The Atlantic bluefin tuna is deceptively fearsome — most culinary fans of tuna don’t realize that the fish on their plate, Thunnus thynnus, is a highly evolved ocean predator. But unfortunately for bluefin tuna, their size and muscle power make them a highly valuable commercial species. During the past three decades, the Atlantic bluefins population fell dramatically due to overfishing, but Oceana and our allies were successful in halting the decline. Now, just as the tuna are starting to recover, oil and gas exploration in the Mediterranean could jeopardize their recovery.

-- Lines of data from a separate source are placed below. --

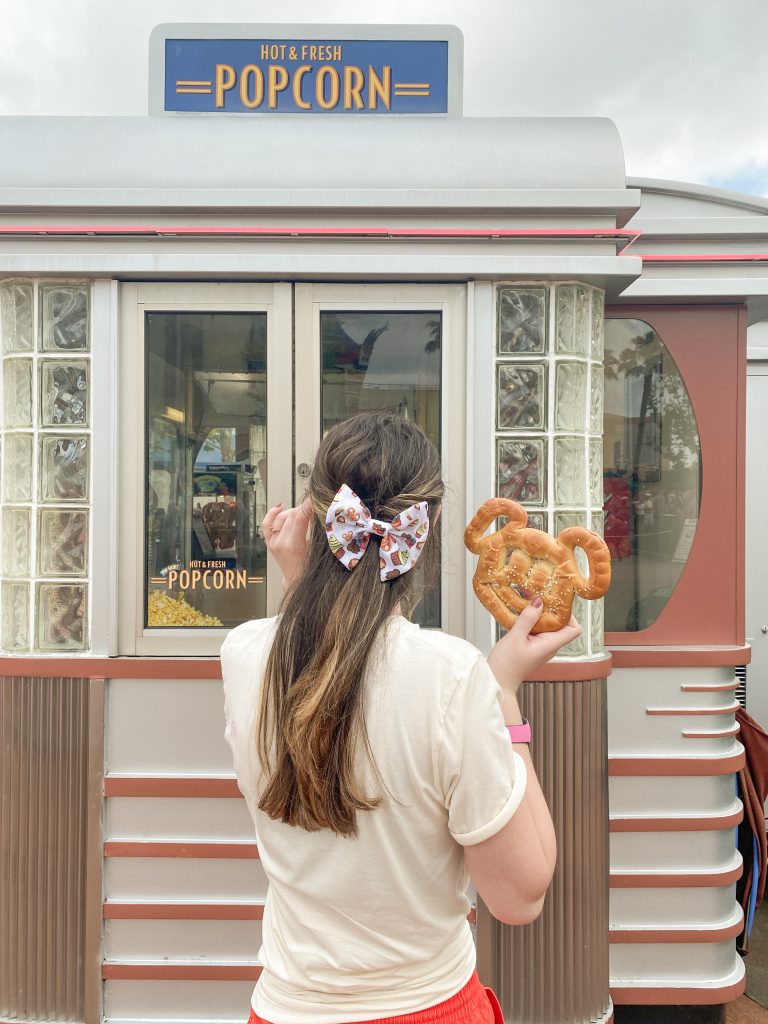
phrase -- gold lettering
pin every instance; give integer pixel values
(276, 82)
(225, 79)
(379, 88)
(327, 72)
(353, 82)
(251, 95)
(298, 76)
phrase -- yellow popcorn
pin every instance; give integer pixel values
(166, 610)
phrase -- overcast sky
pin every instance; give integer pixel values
(686, 81)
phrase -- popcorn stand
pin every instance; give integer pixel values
(305, 226)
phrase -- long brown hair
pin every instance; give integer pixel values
(311, 723)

“If we allow oil and gas exploration in the Spanish Mediterranean, it could undo all of our hard work to help this species recover,” says Xavier Pastor, Oceana senior vice president and executive director for Europe.
Atlantic bluefin tuna are loosely divided into eastern and western populations: the two stocks mingle in the open ocean, but they return to opposite ends of the compass to breed. Eastern bluefins breed in the Mediterranean Sea, while the westerns breed in the Gulf of Mexico.
Both populations collapsed by the early 1980s, after an explosion in the industrial fishing fleet and better gear allowed fishermen to travel farther into the ocean in search of tuna. In 1998 the International Commission for the Conservation of Atlantic Tunas (ICCAT) set quotas to attempt to halt the decline, but the numbers were still far higher than scientists advised. Scientists estimate that between 2005 and 2011, the actual bluefin tuna catch exceeded the total allowable quota by 44 percent, according to a 2013 study in PLOS ONE.
Then in October of 2012, an ICCAT assessment revealed the first signs of recovery for both eastern and western bluefin. The commercial fishing industry clamored to raise the quotas, says Pastor, but Oceana and our allies insisted that doing so would completely undermine further recovery. Since then, Oceana has campaigned to keep bluefin tuna quotas steady in the face of constant pressure from the fishing industry. Yet overfishing isn’t the only thing threatening eastern bluefins.
Spain’s Balearic Islands are known for their tourist-filled beaches and blue waters, but they are also the most critical breeding ground for eastern bluefin. Each summer, tens of thousands of tuna migrate to the area’s warm waters to spawn. Yet these breeding grounds could soon be inundated with the deafening blasts of seismic airguns.